И это были не просто слова, каждый приносящий что-либо, – будь то кусок мыла, кисет, теплая вещь или рисунок от самого сердца – желал, чтобы его дар помог разгромить врага.
В посылки вкладывали письма с пожеланиями фронтовикам. Отправлялись даже конфеты, изготовленные на нехитром оборудовании, прибывшим из Астрахани, через года выросшее в полноценную кондитерскую фабрику, выпускавшую, знаменитые на весь Советский Союз, конфеты Караганды. А пока, на фронт отправлялись простые карамельки в свернутых, из пергаментной бумаги, кульках.
Пока Василий Петрович у утрясал формальности с начальником поезда, Толеутай-ата рассматривал всех и все. Особенно его интересовал поезд, он его боялся.
Это огромное, черное, опасное чудище с головой айдахара, изрыгающее гром и дым, внушало ему мистический ужас. Самый настоящий Жезтырнак. Еще в Асан-Кайгы, он впервые услышал о шайтан – арбе, такое точное название дал ему народ. А увидел эту джинноподобную железную змею, когда с семьей дошел до Караганды и поселился близ города. Толеутай-ата неимоверно восхищался смелостью людей, обслуживающих эту железную шайтан-арбу.
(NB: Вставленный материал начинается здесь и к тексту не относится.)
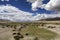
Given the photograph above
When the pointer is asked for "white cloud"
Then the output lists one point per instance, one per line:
(12, 13)
(51, 5)
(2, 0)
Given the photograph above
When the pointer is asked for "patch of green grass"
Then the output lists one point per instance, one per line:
(39, 32)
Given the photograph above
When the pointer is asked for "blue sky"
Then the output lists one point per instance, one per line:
(25, 6)
(29, 10)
Рассматривая людей, отважно входящих в поезд, Толеутай-ата заметил женщину, одиноко стоящую у вагона и явно изголодавшимся взглядом, сопровождающую каждый мешок, загружаемый внутрь. Толеутай-ата осторожно подошел к ней и стал рассматривать ее, благо что женщина не обратила на него никакого внимания, даже головы не повернула.
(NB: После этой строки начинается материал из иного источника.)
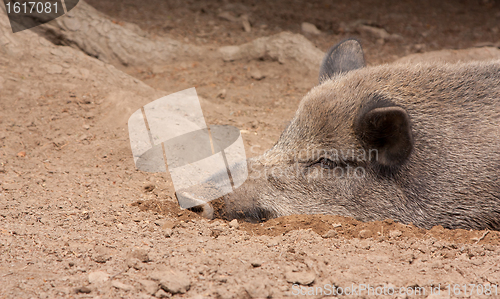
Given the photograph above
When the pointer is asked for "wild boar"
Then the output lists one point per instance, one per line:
(415, 143)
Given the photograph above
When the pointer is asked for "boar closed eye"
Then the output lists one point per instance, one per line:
(329, 164)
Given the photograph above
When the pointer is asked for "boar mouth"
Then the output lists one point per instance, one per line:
(217, 209)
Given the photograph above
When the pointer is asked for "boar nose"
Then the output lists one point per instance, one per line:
(201, 207)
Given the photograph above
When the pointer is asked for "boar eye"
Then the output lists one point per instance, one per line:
(330, 164)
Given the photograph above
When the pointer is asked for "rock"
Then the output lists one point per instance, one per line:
(168, 232)
(140, 254)
(258, 289)
(453, 56)
(282, 47)
(230, 53)
(162, 294)
(54, 69)
(330, 234)
(148, 187)
(273, 242)
(310, 28)
(175, 283)
(121, 286)
(302, 278)
(395, 233)
(101, 254)
(135, 263)
(256, 74)
(83, 290)
(149, 286)
(245, 22)
(226, 15)
(365, 233)
(234, 224)
(377, 33)
(98, 277)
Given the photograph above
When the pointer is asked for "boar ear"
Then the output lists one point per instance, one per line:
(386, 130)
(342, 58)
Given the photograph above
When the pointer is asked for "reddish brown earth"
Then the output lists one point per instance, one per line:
(77, 220)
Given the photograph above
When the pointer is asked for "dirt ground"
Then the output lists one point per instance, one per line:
(77, 220)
Бедняжка была на грани истощения и к тому же легко одета: платье, колготы и накинутая на плечи, легкая пелерина.
И вдруг женщина резко повернулась, хищно водя головой и принюхиваясь к стоящему рядом, высокому старику-казаху. Запах хлеба, ароматно пахнущего хлеба через нос проник прямо в мозг изголодавшегося человека.
Толеутай-ата и сам не понял, как в руках у него оказалась лепешка хлеба, спрятанная за пазухой, он молча наблюдал как несчастная вгрызлась в него зубами, отрывала куски и глотала, почти не жуя.
–Вес не кушайт, – тихо попросил он женщину, – сраз нелзя, умрешь.
Она его не слышала, присела на твердую, мерзлую землю и жадно запихивала в себя хлеб.
Старик горестно и протяжно вздохнул, стянул с себя тяжелый, теплый тулуп и накинул на плечи несчастной, почти безумной женщины, сам остался в тонком чапане и в малахае. В кармане тулупа лежали кусочки курта, но Толеутай-ата не стал говорить ей об этом, пусть обнаружит их попозже, может, они продлят ее горемычную жизнь.